LE PROGRAMME Décrypthon, lancé cette semaine par une association de malades, l'AFM, organisme de recherche, le Cnrs, et une société d'informatique, IBM, et parrainé par le comédien Thierry Lhermitte, consiste à mettre en place une plate-forme technologique de pointe reposant sur le « Grid computing » pour apporter à des équipes de chercheurs des moyens de calcul très importants. Le but de cette opération est d'accélérer la recherche en génomique et en protéomique pour progresser plus rapidement dans la compréhension des maladies génétiques, et notamment des maladies neuromusculaires.

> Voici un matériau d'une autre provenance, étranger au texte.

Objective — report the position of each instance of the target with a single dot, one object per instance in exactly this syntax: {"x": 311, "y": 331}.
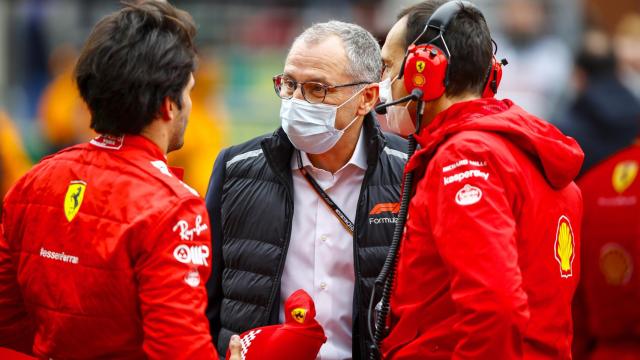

Qu'est-ce-que le « Grid computing »? Les technologies dites de « grille », ou « Grid computing », permettent de mettre en partage de façon sécurisée les données et les programmes de multiples ordinateurs, qu'ils soient de bureau, personnels ou supercalculateurs. Mises en réseau, ces ressources peuvent produire, à un instant donné, un système virtuel doté d'une puissance gigantesque de calcul et d'une capacité de stockage considérable. En 2001 déjà, l'AFM s'était associée à IBM pour la première opération Décrypthon afin de réaliser la cartographie du protéome. Grâce à la mobilisation de plus de 75 000 internautes, le projet avait permis la réalisation, en quelques semaines, d'une première base de données : 550 000 protéines du monde du vivant (animal, végétal, humain) avait été cartographiées.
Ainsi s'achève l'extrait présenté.